There have been quite a few headlines over the last few days like this one: "A New Drug Makes Hearts Repair Themselves". Unfortunately, that's not quite true. Not yet.
It's this paper in Nature that's getting the attention, and it is a very interesting one. The authors have identified a population of progenitor cells in the adult heart that can be induced to turn into fully differentiated myocytes after an infarction. In fewer syllables, and reasonably accurately: stem cells, already in the heart, can be made to repair it after a heart attack. And that's getting closer to that headline I was just complaining about - so what's the gap between the two?
Well, there are several rather huge factors. One of them is that the way that these cells were stimulated into action was by treatment with thymosin beta-4, which is a potent regulator of cardiac cells and blood vessel development. Tβ4 is not quite a drug yet, although RegeneRx is giving it a shot. There have been some phamacokinetic studies in animals and other preliminary work, and I wish them every good fortune. But it's got a ways to go.

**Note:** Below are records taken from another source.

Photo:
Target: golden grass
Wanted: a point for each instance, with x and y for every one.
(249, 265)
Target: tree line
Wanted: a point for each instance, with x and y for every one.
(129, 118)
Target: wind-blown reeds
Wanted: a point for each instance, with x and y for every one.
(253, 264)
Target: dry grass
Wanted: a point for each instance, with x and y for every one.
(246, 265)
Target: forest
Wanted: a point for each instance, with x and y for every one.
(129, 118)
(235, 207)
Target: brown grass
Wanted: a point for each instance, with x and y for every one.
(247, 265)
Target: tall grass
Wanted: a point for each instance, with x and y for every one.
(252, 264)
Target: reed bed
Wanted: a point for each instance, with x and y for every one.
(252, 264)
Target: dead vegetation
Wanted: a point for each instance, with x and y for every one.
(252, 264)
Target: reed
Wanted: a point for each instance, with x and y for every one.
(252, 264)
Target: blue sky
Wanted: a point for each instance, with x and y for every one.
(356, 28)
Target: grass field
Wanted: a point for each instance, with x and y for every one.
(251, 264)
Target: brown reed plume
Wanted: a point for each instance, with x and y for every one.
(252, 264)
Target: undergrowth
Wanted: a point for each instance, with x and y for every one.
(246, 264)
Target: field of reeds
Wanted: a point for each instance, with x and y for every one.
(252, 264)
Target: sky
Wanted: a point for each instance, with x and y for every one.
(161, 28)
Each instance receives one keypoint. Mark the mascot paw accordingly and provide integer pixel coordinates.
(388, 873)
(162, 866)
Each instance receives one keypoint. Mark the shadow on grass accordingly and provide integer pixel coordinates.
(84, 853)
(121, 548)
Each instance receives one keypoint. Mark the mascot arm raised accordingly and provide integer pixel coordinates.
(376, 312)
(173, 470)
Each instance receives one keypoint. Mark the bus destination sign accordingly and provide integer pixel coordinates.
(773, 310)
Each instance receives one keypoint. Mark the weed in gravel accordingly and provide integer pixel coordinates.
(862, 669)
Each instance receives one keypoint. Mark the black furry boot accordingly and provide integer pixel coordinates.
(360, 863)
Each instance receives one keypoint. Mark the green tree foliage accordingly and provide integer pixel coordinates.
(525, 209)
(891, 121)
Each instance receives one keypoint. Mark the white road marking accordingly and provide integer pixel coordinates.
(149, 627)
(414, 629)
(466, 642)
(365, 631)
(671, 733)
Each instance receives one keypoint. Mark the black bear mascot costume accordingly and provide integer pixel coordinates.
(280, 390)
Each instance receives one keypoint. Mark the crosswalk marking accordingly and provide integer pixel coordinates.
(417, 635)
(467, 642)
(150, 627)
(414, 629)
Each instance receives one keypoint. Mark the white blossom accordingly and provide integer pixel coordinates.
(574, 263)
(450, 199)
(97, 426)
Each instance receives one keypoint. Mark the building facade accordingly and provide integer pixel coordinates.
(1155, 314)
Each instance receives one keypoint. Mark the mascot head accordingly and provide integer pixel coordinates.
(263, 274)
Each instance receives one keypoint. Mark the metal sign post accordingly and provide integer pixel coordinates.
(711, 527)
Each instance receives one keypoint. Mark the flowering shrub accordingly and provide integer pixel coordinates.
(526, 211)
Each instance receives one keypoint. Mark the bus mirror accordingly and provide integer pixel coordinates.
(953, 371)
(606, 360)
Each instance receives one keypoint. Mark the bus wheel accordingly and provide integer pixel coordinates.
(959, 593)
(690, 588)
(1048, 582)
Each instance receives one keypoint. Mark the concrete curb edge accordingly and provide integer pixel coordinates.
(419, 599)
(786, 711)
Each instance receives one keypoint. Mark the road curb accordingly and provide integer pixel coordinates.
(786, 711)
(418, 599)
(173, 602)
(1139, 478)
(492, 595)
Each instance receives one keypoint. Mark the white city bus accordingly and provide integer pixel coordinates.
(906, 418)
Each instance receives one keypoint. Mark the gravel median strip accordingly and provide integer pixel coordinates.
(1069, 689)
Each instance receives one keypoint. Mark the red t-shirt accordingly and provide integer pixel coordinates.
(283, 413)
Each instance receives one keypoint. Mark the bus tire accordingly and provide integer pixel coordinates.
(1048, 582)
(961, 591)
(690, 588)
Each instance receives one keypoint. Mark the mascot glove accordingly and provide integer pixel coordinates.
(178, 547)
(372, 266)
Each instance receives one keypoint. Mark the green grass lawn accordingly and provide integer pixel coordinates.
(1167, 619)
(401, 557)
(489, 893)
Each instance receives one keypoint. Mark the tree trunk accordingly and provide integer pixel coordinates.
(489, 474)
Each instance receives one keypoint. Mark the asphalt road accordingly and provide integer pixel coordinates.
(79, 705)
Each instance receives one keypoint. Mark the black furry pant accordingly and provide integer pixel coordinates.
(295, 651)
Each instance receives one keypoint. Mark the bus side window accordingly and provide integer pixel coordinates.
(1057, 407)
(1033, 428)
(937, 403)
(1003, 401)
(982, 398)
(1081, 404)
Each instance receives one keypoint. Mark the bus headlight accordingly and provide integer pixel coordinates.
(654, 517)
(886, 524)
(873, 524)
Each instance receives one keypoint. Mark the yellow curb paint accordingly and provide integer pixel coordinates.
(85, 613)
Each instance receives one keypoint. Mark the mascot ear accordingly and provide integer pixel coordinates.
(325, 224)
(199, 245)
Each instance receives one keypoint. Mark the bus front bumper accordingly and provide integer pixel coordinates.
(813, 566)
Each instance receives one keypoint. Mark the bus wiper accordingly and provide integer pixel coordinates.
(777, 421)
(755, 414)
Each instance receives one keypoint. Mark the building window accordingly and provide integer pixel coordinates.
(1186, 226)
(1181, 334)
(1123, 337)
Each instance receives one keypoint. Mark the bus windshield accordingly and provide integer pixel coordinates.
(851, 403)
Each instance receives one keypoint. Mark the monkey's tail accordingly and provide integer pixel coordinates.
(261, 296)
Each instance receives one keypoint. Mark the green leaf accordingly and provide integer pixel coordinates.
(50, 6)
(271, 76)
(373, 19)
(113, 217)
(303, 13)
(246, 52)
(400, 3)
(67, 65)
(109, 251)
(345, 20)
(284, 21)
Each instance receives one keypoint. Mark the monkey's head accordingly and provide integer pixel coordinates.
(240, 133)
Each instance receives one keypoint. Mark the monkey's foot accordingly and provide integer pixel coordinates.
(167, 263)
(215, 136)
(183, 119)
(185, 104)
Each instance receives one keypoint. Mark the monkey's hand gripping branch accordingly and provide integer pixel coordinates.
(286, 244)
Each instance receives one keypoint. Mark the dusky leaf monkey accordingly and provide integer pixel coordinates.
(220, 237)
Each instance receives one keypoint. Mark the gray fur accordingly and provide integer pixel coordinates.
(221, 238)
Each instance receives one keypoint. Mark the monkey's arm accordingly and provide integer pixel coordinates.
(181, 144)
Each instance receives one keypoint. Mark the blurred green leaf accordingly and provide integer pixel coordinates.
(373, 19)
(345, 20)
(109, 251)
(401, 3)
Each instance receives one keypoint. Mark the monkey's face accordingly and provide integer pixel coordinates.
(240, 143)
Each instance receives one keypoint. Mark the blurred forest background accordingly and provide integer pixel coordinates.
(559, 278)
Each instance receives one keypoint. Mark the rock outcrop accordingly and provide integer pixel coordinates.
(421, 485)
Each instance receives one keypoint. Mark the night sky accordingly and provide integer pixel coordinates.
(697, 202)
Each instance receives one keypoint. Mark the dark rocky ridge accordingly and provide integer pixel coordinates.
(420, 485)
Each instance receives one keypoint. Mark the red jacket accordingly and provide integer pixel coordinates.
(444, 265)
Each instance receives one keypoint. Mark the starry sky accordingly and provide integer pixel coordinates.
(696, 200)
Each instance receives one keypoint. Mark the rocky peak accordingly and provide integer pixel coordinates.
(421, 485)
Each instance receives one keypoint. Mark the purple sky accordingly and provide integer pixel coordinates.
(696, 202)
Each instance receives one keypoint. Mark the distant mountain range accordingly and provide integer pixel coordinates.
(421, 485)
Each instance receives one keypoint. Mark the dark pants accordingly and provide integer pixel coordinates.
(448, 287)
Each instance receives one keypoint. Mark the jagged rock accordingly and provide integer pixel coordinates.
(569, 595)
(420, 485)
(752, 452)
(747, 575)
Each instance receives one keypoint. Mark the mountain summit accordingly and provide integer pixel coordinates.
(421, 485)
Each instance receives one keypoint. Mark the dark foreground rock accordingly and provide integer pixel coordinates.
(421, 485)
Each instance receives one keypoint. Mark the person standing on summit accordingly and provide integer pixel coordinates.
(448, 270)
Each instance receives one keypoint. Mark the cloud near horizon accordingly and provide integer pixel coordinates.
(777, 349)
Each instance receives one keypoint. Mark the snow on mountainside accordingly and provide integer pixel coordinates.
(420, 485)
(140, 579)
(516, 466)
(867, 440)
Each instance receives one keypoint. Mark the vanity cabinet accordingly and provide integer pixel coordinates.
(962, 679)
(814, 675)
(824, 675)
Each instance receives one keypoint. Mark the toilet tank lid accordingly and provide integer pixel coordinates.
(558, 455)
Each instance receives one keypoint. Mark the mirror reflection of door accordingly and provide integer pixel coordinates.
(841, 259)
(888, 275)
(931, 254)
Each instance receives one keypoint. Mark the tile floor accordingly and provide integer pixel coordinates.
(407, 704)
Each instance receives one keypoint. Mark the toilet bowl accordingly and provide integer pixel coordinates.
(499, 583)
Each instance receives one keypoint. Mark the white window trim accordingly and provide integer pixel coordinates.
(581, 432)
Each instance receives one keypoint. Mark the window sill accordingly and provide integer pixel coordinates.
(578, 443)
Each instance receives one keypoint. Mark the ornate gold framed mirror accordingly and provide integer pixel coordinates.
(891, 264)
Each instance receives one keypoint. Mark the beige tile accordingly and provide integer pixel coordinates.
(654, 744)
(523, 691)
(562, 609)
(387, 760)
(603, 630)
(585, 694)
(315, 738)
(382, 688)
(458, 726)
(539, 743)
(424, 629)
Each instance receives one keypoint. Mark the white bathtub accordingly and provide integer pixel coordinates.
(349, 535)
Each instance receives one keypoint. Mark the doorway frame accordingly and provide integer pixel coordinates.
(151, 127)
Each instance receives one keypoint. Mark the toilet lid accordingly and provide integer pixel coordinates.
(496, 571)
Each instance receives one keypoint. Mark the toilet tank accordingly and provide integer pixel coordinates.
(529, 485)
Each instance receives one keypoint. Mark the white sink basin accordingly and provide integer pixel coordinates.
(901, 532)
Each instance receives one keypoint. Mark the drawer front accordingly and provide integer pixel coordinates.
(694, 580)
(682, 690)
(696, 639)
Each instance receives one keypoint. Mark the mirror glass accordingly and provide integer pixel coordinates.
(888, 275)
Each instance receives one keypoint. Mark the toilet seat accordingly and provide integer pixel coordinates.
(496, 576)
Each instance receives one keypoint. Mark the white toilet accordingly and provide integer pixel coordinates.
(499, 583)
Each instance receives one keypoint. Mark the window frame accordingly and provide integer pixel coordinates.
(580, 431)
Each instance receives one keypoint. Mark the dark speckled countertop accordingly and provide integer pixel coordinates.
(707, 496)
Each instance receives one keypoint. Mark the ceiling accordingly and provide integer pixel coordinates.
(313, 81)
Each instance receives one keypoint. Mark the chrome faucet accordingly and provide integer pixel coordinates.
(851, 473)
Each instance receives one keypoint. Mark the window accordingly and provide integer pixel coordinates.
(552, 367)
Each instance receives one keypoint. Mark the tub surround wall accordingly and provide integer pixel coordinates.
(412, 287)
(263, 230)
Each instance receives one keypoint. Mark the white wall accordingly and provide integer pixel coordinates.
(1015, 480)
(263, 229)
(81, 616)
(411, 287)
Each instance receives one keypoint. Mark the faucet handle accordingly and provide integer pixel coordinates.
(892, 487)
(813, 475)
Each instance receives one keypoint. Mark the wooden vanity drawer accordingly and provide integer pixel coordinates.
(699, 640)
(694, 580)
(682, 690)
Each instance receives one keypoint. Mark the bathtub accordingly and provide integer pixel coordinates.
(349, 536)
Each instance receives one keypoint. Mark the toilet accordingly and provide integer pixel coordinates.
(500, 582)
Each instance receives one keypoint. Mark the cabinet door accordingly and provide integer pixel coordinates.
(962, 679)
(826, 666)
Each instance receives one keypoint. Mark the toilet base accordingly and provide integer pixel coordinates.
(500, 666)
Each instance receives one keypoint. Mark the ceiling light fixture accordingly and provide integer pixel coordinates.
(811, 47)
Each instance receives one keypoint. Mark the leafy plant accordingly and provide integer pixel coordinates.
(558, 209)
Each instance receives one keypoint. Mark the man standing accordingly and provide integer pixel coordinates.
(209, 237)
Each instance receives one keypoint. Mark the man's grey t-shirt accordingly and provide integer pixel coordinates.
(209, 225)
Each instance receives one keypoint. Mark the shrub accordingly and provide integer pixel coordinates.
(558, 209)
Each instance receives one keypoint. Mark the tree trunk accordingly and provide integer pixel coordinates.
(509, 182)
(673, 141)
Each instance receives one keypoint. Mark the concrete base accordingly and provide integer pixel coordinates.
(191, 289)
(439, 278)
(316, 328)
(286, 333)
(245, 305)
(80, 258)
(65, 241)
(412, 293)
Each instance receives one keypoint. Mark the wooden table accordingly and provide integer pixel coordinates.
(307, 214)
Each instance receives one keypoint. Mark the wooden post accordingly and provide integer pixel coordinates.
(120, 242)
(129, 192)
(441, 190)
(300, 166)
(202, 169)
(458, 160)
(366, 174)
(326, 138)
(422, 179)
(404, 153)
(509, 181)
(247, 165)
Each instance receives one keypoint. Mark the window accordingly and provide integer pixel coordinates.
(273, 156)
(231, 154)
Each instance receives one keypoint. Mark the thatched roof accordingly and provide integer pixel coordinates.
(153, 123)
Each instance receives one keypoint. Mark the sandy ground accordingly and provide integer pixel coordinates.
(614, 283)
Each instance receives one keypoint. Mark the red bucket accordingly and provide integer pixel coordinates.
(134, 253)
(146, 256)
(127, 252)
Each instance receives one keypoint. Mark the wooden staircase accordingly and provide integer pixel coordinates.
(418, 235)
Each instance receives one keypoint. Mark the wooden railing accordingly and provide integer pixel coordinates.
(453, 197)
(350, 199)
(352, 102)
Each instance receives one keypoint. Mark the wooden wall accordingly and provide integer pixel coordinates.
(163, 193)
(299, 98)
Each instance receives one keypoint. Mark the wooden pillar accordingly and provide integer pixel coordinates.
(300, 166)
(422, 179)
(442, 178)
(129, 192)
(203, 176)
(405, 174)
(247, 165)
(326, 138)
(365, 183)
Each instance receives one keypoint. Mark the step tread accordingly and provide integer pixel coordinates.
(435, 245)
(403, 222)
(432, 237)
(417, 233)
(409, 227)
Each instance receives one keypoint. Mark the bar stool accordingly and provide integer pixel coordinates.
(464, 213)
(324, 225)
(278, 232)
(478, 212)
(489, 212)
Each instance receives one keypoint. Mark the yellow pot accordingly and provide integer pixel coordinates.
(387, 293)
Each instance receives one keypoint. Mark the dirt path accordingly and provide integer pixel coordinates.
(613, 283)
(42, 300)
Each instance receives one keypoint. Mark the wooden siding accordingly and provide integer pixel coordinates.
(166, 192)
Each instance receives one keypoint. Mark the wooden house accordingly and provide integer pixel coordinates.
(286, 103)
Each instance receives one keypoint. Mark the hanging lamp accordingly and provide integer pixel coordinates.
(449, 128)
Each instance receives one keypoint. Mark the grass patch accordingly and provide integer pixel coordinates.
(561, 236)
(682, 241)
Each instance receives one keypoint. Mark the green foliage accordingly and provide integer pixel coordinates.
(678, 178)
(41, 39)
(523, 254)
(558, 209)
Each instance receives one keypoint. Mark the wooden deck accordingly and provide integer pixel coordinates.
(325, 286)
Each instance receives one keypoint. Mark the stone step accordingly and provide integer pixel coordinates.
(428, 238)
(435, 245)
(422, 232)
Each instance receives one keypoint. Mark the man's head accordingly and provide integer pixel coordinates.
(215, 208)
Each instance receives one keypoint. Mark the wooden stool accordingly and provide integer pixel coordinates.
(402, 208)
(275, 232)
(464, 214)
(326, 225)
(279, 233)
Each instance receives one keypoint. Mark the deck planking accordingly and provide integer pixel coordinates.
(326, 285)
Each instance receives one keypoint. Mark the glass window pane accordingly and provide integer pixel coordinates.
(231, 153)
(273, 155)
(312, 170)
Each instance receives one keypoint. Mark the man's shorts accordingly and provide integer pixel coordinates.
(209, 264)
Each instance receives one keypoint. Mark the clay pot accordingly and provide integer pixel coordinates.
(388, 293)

Second, this study treated the animals with Tβ4 for seven days before inducing the cardiac injury. That's perfectly reasonable for a proof-of-concept study like this one, but it's not the real-world therapeutic option that you'd imagine from the press coverage. As one correspondent put it to me in an e-mail, "if you’re a mouse, and you know that later on this week you’re going to have an MI, then this is the treatment for you". That might be unfair to the original authors, who are working their way up carefully through some very tricky biology, but it's not unfair at all to the people who write headlines like the one I quoted above.
No, this is very interesting stuff, but it's quite a ways from being ready to help any of us out. This is where such therapies start, though, and we can only hope that something makes it through this time. The authors themselves know the score:
". . .The induced differentiation of the progenitor pool described into cardiomyocytes by Tβ4 is at present an inefficient process relative to the activated progenitor population as a whole. Consequently, the search is on via chemical and genetic screens to identify efficacious small molecules and other trophic factors to underpin optimal progenitor activation and replacement of destroyed myocardium.